Distribution of the largest eigenvalue ${\lambda }_{\mathrm{MAX}}$ from $5000$ Monte Carlo simulations of the factor model yielding the spectrum in (29) with $\rho =0.85$, $N=500$, and $\mathrm{N̄}=100$. The distribution is well fitted by a normal distribution (dark line) with expected value $m=84.79$, very close to the theoretical value predicted by Eq. (29): $\mathrm{N̄}\rho +(1-\rho )=85.15$. Three different statistical tests (Jarque-Bera, Lilliefors, and Kolmogorov-Smirnov)[32] were performed, assuming a null hypothesis of normally distributed data. In the following we report the different critical values (${\mathrm{V}}^{*}$) obtained for the different tests and for different significance levels $\alpha$. Also, we report the statistic values (S), which, if smaller than the critical values, prevent the null hypothesis from being rejected.
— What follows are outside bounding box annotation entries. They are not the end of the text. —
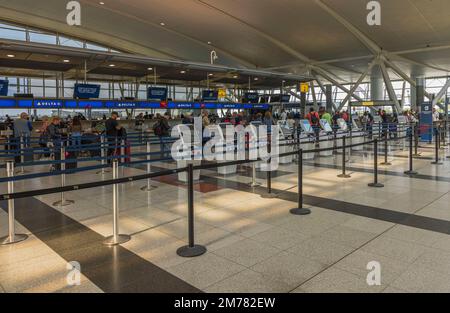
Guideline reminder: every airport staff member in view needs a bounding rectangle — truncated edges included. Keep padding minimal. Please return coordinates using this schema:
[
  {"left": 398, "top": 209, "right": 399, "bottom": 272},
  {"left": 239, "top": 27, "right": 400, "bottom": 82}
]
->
[{"left": 105, "top": 112, "right": 122, "bottom": 163}]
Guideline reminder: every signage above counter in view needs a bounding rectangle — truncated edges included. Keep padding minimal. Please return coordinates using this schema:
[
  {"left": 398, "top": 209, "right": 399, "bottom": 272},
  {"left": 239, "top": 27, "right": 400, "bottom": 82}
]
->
[{"left": 0, "top": 98, "right": 270, "bottom": 110}]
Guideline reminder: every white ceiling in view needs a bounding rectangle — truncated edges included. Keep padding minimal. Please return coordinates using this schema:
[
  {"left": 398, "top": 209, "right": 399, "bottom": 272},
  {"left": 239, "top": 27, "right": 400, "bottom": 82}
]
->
[{"left": 0, "top": 0, "right": 450, "bottom": 81}]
Jarque-Bera test: ${\mathrm{S}}_{\mathrm{JB}}=3.114$, ${\mathrm{V}}_{\mathrm{JB}}^{*}(\alpha =0.10)=4.605$, ${\mathrm{V}}_{\mathrm{JB}}^{*}(\alpha =0.05)=5.992$, ${\mathrm{V}}_{\mathrm{JB}}^{*}(\alpha =0.01)=9.210$. Lilliefors test: ${\mathrm{S}}_{\mathrm{L}}=0.78\times {10}^{-2}$, ${\mathrm{V}}_{\mathrm{L}}^{*}(\alpha =0.10)=1.14\times {10}^{-2}$, ${\mathrm{V}}_{\mathrm{L}}^{*}(\alpha =0.05)=1.25\times {10}^{-2}$, and ${\mathrm{V}}_{\mathrm{L}}^{*}(\alpha =0.01)=1.56\times {10}^{-2}$. Kolmogorov-Smirnov test: ${\mathrm{S}}_{\mathrm{KS}}=0.78\times {10}^{-2}$, ${\mathrm{V}}_{\mathrm{KS}}^{*}(\alpha =0.10)=1.73\times {10}^{-2}$, ${\mathrm{V}}_{\mathrm{KS}}^{*}(\alpha =0.05)=1.92\times {10}^{-2}$, ${\mathrm{V}}_{\mathrm{KS}}^{*}(\alpha =0.01)=2.30\times {10}^{-2}$. All of the previous results prevent from rejecting the hypothesis of normally distributed data. We also generated a TW distribution with the algorithm described in[33], fitted it (grey line) to the data, and performed a KS test on it (the KS being the only non-Gaussian test among the ones mentioned previously) obtaining ${\mathrm{S}}_{\mathrm{KS}}=2.16\times {10}^{-2}$, which allows to reject the null hypothesis of data distributed according to a TW distribution for $\alpha =0.05,0.10$.

Figure 5

Graphical representation of correlation matrices. (a) $40\times 40$ correlation matrix for the selected returns belonging to the S&P500 Index. (b) $28\times 28$ correlation matrix for the selected returns belonging to the FTSE350 Index. In (a) and (b) the stocks have been sorted in order to highlight the cluster structure. (c) and (d) Model correlation matrices corresponding to the cases shown in (a) and (b), respectively. In all plots, white diagonal blocks correspond to ones, while black ones correspond to zeros. Gray shadings are intermediate values. As already explained in the main text, the gray shadings in (c) and (d) correspond to $\rho =0.712$ and $\rho =0.707$, respectively. The presence of unresolved structures in (a) and, less evident, in (b), suggests that the model matrix in (44), depicted in (c) and (d), does not fully capture all empirical features.

Figure 6

(a) and (b) Eigenvalue densities of the correlation matrices represented in Figs. 5a and 5b. In both cases one can clearly distinguish two well separated bulks, while the largest eigenvalues have not been plotted for better visualization (see main text for further explanation). (c) and (d) Comparison between the theoretically expected spectra derived via Eq. (43) (solid lines) and the empirical ones. The latter have been modified with respect to (a) and (b) according to the following approach. A bootstrap random sampling (100 iterations) has been performed on the weakly correlated subsets of stocks, picking 30 stocks out of 33 in the S&P500 Index case and 18 out of 21 in the FTSE350 Index case. The presence of undetected structures [see Figs. 5a and 5b and main text] leads to a poor agreement between data and theory. The values and weights of the eigenvalues used to plot the theoretical density obtained from Eq. (38) are detailed in (49). (e) and (f) As in (c) and (d) but with weakly correlated data reshuffled before bootstrap, leading to a much better agreement between data and theory. The reference eigenvalue for the bulks on the right is now assumed to be equal to one (see main text).